Day 116: July 6, 2018
We had pancakes with blueberries for breakfast then packed up. We drove to the Chapel of Bones which was built in the 17th century. It was meant to be a reflection of the transitory nature of the human condition. The words above the entrance read: “WE BONES HERE, FOR YOURS AWAIT”. The chapel was quite eerie. There was also a museum inside, but we decided to skip it.
We drove to Recinto Megalítico dos Almendres, a prehistoric henge built between 5,000 – 3,000 BC. It was likely used to celebrate the cycles of nature. It wasn’t quite as impressive as Stonehenge, but was still cool to walk around. We sat under a tree just outside the circle to eat our lunch.

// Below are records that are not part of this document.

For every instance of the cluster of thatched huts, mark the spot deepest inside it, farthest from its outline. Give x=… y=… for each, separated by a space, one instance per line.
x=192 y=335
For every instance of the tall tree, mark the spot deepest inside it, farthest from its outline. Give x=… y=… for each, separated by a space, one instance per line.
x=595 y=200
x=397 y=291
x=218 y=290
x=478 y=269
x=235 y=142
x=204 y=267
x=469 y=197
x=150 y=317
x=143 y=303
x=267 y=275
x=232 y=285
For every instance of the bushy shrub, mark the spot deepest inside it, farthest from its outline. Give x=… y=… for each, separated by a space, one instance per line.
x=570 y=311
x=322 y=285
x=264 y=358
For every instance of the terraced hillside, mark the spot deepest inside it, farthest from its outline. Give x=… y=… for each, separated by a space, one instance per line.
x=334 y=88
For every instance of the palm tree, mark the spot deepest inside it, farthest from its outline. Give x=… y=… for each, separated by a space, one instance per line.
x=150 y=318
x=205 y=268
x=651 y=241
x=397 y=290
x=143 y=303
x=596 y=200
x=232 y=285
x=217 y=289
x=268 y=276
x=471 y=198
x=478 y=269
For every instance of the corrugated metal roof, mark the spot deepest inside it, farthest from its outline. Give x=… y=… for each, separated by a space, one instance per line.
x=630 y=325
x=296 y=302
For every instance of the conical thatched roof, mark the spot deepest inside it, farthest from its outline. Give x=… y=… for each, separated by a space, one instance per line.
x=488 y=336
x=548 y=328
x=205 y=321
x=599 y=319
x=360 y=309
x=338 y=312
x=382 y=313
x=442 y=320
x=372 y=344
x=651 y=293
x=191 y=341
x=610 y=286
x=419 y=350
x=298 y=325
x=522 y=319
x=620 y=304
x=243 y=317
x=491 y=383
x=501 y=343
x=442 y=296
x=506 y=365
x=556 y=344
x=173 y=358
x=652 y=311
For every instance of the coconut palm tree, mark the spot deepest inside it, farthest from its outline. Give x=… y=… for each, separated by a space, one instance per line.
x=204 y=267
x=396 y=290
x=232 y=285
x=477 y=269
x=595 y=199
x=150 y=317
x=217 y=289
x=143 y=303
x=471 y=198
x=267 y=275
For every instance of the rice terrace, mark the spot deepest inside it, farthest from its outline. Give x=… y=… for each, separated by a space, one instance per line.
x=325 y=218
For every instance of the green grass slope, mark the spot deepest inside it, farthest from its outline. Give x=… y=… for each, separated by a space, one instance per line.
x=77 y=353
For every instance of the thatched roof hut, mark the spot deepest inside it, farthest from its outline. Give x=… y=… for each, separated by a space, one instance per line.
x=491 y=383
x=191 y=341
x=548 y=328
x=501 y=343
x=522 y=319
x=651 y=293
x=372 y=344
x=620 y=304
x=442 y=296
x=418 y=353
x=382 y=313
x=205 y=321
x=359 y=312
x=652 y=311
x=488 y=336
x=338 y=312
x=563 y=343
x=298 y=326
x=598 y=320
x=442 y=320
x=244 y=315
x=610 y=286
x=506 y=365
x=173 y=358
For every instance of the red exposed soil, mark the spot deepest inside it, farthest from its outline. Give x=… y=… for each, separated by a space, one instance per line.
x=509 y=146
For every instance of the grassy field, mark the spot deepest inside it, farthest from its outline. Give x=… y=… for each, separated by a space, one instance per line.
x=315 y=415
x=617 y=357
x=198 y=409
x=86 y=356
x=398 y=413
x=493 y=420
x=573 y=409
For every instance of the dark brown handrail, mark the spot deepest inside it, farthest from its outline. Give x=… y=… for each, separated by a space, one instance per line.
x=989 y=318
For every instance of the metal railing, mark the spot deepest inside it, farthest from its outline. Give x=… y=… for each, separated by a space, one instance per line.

We drove some more to the Convent of Christ in Tomar. It was a lot of driving and I was getting very bored in the car. It’s worse because we can’t listen to our iPods, only the music on my phone through Bluetooth. We listened to another podcast, but they always seem to make me sleepy.
We arrived in Tomar and had to drive up the hill a bit to park as the main parking lot was closed off. We were surprised at how amazing the castle was. It was originally a Templar stronghold in the 12th century then the Knights of the Order of Christ took it over. Other additions were completed in the 15th and 16th centuries.
Walking around the grounds was free, but there was an entry fee to go inside. We walked along the walls then entered. The Templar church was incredible with pictures depicting Jesus’ life.
We walked through many dorms where the monks would have lived. The complex was quite large. We were very glad we had made the stop. It was an unexpected surprise.
From there, we continued our drive to our Airbnb near Vale de Prazeres. The host greeted us and hopped in the back seat to direct us up to the cabin. His partner and him bought the farm three years ago and renovated the buildings. They have a larger house on Airbnb as well. They have tons of fruit trees: figs, apricots, nectarines, plums, olives, etc. There is an Australian tree that is invasive and they are chopping it down to allow the other trees to grow.
Our host is originally Portuguese, but his family emigrated to France then he moved to Ireland before now returning to Portugal. They knew little about farming in Portugal. In the first year, they planted their crops in April and everything died in the heat. They’ve learned that planting is done in October in Portugal.
The place was very nice and even had an oven. We made BBQ chicken pizza, although the chicken we bought was actually turkey. We sat outside looking out over the hill below.
The sun went down and we were able to look up at a sky filled with stars before it got too cold. Then we went inside to sleep.
Portugal has been wonderful. We’ve enjoyed our relaxing time. Lisbon was nice, but we much preferred all of the places we stayed outside the city. We drive back into Spain tomorrow and head towards Pamplona for San Fermin and the Running of the Bulls.